Put her in a wire basket and hang her up in a windy place.  As told to me by a very experienced poultry keeper/breeder.   Works as well.


----------



## MotherOfChickens (2 June 2014)

Suelin said:



			Put her in a wire basket and hang her up in a windy place.  As told to me by a very experienced poultry keeper/breeder.   Works as well.
		
Click to expand...

lovely, chooks hate the wind.


----------



## AengusOg (2 June 2014)

Traditionally unwanted broodies were put in a wooden box which had a wire mesh bottom and was raised a few inches off the ground. A few days was usually enough to break their resolve to brood.


----------



## Clodagh (3 June 2014)

An upside down dog crate works well,. anything uncomfortable with air movement underneath her. Put it up on bricks, put food and water in it and leave her in it for several days.
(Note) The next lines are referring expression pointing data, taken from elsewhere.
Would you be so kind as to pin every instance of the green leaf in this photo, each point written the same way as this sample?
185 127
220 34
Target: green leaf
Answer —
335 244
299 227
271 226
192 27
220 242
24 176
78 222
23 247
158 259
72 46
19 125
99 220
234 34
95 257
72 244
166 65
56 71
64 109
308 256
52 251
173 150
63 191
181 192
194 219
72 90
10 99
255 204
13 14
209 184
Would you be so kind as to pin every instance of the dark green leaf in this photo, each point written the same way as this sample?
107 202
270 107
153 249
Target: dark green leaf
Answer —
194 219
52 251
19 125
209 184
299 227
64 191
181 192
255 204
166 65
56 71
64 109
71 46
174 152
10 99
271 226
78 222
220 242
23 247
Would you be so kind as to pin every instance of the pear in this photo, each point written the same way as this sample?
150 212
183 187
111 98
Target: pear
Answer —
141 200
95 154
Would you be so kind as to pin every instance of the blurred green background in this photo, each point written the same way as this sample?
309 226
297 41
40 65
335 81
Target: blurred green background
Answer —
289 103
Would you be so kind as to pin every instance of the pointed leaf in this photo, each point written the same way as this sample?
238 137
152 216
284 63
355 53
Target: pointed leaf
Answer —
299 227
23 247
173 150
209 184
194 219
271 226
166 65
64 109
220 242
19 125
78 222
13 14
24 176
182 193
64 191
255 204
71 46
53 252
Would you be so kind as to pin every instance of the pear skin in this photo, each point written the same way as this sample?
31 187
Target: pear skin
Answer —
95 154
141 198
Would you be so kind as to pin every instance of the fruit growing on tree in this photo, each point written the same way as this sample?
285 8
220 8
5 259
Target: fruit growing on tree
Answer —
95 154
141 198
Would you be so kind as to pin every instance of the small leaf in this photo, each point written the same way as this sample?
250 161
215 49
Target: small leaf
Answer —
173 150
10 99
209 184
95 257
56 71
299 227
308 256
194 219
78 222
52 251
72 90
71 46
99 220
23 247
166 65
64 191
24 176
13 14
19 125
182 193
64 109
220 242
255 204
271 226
Make sure it is secure from foxes.


----------



## jrp204 (3 June 2014)

Brooding is driven by temperature, so as said in previous posts you need to cool her down, you can also dunk her bottom half in water before putting her in a crate.


----------



## YasandCrystal (3 June 2014)

Gosh I do hope the partners of broody women don't read this thread else they will be chucking a bucket of cold water over them to deter such thoughts of babies :-(


----------



## Suelin (3 June 2014)

YasandCrystal said:



			Gosh I do hope the partners of broody women don't read this thread else they will be chucking a bucket of cold water over them to deter such thoughts of babies :-(
		
Click to expand...

Ha ha, made me laugh.  Usually it's the blokes needing the cold shower!!!


----------



## Fionalex (17 June 2014)

You could either buy some fertile eggs, you can often get them from the farmers market, or buy a couple of day old chicks. But if you really dont want babies like others have said, she needs to be cooled down, a wire cage like they have already mentioned. Babies are more fun though


----------



## Clodagh (17 June 2014)

Fionalex said:



			You could either buy some fertile eggs, you can often get them from the farmers market, or buy a couple of day old chicks. But if you really dont want babies like others have said, she needs to be cooled down, a wire cage like they have already mentioned. Babies are more fun though 

Click to expand...

But only if you can cull the boys, and if you cannot dispatch, please don't hatch.


----------



## Bestdogdash (17 June 2014)

By way of update -she was broody for about 4 weeks - tried all and on Monday she just joined the others. She had completely plucked her chest. 

I didn't want to hatch any as I didn't want any males. I know they need to be culled, but knew I couldn't do it !


----------



## Fionalex (18 June 2014)

Bestdogdash said:



			By way of update -she was broody for about 4 weeks - tried all and on Monday she just joined the others. She had completely plucked her chest. 

I didn't want to hatch any as I didn't want any males. I know they need to be culled, but knew I couldn't do it !
		
Click to expand...

We are lucky we have space to keep males. If in the future you do decide you want to have chicks but dont want the chance of males, go to someone with day olds that have been sexed already. We have done that alot, especially if eggs havent hatched for some reason. Good luck with her x


----------